左膝的疼痛確实减轻了,但取而代之的是一种陌生的感觉——整个左腿在发烫,像有电流在肌肉深处流动。而且,他的感知变得异常清晰。
不是双频道状態,不是锚点状態。
是某种……全频道状態。
比赛重新开始。
陈克罚中两球,46比38。
路易斯安那理工进攻,詹金斯运球过半场。
这一次,陈克“看见”的不只是詹金斯的习惯,而是整个防守阵型的三维结构:每个人的站位、视线方向、重心倾向、肌肉紧张度。
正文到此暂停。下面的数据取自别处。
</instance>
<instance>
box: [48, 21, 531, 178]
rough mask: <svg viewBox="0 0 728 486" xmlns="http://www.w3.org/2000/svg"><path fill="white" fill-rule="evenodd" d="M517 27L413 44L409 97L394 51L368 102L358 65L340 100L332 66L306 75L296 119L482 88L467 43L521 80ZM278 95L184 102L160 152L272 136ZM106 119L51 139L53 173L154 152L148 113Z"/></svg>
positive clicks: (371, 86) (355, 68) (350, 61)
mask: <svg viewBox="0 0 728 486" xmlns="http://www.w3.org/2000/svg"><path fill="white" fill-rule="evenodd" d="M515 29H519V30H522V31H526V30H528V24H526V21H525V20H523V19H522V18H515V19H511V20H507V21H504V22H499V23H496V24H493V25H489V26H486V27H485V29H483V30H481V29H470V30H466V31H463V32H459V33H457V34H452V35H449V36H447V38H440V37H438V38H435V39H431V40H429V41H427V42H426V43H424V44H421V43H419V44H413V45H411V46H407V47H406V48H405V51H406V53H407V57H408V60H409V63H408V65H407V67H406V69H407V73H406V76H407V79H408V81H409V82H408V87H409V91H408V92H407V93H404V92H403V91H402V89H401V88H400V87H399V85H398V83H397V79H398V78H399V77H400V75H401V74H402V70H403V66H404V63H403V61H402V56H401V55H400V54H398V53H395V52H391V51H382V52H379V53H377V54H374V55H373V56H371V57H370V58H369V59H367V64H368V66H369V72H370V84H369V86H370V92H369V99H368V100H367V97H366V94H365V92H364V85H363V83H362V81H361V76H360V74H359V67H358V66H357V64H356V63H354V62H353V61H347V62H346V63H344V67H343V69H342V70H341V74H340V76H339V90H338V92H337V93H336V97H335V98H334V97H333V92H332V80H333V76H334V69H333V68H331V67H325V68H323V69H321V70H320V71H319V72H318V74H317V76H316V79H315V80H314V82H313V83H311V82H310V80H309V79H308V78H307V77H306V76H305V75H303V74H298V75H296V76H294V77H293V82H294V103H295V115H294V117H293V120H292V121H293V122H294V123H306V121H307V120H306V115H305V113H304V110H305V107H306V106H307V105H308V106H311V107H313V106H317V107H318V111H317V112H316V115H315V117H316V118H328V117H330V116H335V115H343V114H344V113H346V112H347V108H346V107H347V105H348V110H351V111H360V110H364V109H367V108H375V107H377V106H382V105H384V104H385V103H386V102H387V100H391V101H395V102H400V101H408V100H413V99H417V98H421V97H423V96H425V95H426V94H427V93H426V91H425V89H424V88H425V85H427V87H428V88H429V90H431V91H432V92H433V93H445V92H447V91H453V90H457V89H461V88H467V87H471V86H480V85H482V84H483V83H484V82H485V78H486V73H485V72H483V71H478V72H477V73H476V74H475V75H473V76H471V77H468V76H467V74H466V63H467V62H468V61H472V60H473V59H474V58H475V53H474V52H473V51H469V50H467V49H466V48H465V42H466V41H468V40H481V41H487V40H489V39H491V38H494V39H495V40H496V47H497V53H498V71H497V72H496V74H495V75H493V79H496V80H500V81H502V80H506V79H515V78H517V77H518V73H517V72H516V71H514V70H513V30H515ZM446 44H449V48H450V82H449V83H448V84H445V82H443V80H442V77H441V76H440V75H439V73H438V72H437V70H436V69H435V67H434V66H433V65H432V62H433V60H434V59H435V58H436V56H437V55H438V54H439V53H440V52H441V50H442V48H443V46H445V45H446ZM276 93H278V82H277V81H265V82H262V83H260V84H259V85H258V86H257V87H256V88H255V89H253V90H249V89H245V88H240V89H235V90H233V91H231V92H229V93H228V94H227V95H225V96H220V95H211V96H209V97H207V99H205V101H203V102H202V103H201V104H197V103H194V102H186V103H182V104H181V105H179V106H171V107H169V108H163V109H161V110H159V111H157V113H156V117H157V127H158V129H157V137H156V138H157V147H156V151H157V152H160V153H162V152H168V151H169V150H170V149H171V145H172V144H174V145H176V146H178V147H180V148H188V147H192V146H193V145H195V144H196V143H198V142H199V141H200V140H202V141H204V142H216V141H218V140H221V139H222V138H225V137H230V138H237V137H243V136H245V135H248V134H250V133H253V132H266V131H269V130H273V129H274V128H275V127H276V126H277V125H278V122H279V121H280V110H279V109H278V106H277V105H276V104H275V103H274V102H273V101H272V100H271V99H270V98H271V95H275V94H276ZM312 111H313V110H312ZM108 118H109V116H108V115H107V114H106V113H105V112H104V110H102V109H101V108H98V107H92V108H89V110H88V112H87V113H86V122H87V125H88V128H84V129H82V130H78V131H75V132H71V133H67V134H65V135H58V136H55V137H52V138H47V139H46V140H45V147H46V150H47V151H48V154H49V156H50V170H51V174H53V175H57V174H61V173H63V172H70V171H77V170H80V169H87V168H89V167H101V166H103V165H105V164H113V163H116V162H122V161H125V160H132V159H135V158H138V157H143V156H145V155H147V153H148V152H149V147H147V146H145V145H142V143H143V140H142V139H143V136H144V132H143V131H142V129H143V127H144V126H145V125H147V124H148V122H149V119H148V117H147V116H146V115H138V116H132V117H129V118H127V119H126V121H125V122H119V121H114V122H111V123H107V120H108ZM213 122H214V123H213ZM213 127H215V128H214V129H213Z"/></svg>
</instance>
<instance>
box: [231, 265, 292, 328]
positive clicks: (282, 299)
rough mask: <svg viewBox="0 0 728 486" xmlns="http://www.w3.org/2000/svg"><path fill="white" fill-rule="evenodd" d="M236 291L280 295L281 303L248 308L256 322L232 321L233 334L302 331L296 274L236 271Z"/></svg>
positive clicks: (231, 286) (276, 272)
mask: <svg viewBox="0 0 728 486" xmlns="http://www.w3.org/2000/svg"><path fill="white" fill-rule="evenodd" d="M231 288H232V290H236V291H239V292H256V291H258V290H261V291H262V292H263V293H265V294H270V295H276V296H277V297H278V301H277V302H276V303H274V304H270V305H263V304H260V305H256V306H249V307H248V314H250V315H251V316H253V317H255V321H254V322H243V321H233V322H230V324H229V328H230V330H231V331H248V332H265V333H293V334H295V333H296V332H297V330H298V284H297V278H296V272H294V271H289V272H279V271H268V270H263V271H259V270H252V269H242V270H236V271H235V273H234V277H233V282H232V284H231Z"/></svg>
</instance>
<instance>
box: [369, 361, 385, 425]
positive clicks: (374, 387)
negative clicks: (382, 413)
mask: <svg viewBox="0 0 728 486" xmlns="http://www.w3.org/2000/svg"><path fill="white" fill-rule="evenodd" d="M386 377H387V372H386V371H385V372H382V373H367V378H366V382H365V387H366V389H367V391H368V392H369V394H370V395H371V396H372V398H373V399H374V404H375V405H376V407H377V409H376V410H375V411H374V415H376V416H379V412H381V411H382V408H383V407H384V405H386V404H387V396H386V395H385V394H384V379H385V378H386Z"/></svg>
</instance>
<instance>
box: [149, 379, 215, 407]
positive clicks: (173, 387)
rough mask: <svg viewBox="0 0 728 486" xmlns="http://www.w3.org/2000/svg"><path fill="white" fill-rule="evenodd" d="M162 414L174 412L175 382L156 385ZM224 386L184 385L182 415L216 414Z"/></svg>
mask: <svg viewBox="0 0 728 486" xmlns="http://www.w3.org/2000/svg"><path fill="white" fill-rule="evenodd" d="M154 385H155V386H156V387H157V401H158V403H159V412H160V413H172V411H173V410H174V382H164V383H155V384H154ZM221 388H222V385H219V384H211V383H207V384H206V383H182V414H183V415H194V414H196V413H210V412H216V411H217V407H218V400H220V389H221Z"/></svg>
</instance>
他甚至“看见”了传球路线——不是可能的路线,是“最可能”的路线。因为每个人的习惯、倾向、当前状態,都在那个三维结构中形成了压力梯度,而球会自然流向压力最低的路径。
詹金斯传球了。
球飞向左侧45度角。
陈克提前移动,伸手。
指尖碰到篮球,改变方向。米切尔抢到球,快攻,得分。
48比38。
分差第一次来到10分。
托马斯集会中心安静了。
陈克回防时,左腿的灼烧感在增强。
神经负荷监测显示:深红色区域,接近黑色閾值。
但他停不下来——因为在这种状態下,篮球变得太简单了。
就像看穿了魔术的所有机关。
接下来的四分钟,陈克完全统治了比赛。
他送出了三次助攻,全部是“提前量”传球——球到的时候,接球人刚好跑到位置。
他完成了两次抢断,都是预判了传球路线。
他甚至投进了一个三分,在詹金斯贴防下,后仰出手。
当比分来到58比44,时间还剩四分钟时,路易斯安那理工放弃了。
他们的教练换下了主力,宣告投降。
陈克被换下场时,左腿的灼烧感已经变成了剧痛。
他坐在替补席上,用冰袋裹住膝盖,但疼痛从深处传来,冰敷无效。
神经负荷监测:黑色区域。
系统过载了。
最后的四分钟,陈克没有看比赛。
他闭著眼睛,全力维持意识清醒。那种感觉像在暴风雨中抓著一根细绳,绳子的另一端是深渊。
终场哨声响起时,比分定格在64比50。
拉斐特贏了。
球员们欢呼,教练微笑,客场球迷沉默退场。
陈克试图站起来,左腿一软,差点摔倒。
德韦恩·米切尔扶住他。
“没事吧?”
“累了。”陈克说。
走向更衣室的路上,每一步都像踩在刀尖上。
但更可怕的是大脑深处的感觉——有什么东西在“重组”,在“適应”,在利用这次过载进行某种升级。
在更衣室门口,李教练拦住了他。
“明天早上七点,训练馆。”教练的声音很低,“我要给你做全面检测。今晚如果感觉到任何异常,立刻打电话给我。”
陈克点头。
洗澡时,他看见左膝已经肿了起来,皮肤下有深紫色的淤血。
但比肿胀更触目惊心的,是膝盖周围那些细小的、像电路图一样的红色纹路——沿著血管分布,微微凸起,触摸时有灼热感。
他用毛巾擦乾身体,换上衣服。
队友们在討论著这场胜利的意义:8胜4负的战绩,季后赛希望大增,评审委员会会看到一支有竞爭力的球队。
陈克听著,没有说话。
他知道自己应该高兴,应该放鬆,应该享受胜利。
但他心里只有一个清晰的认知:
那个系统,它不只是在帮助他打篮球。
它正在以某种他不完全理解的方式,改造他的身体。
而刚才比赛最后八分钟的过载状態,可能已经推动了某个不可逆的临界点。
走在回宿舍的路上,亚特兰大十二月的夜风吹在脸上。
左腿的疼痛还在持续,大脑深处的重组感还在进行。
陈克抬起头,看著星空。
他知道,接下来的路,会比今晚的比赛更难、更危险、更不可预测。
但就像他对教练说的那句话:
他不会输。
即使对手是他自己体內的那个系统,即使代价可能是他从未想像过的东西。
因为在他身后,有一个家庭需要他贏。
而贏,从来不是选择题,是必答题。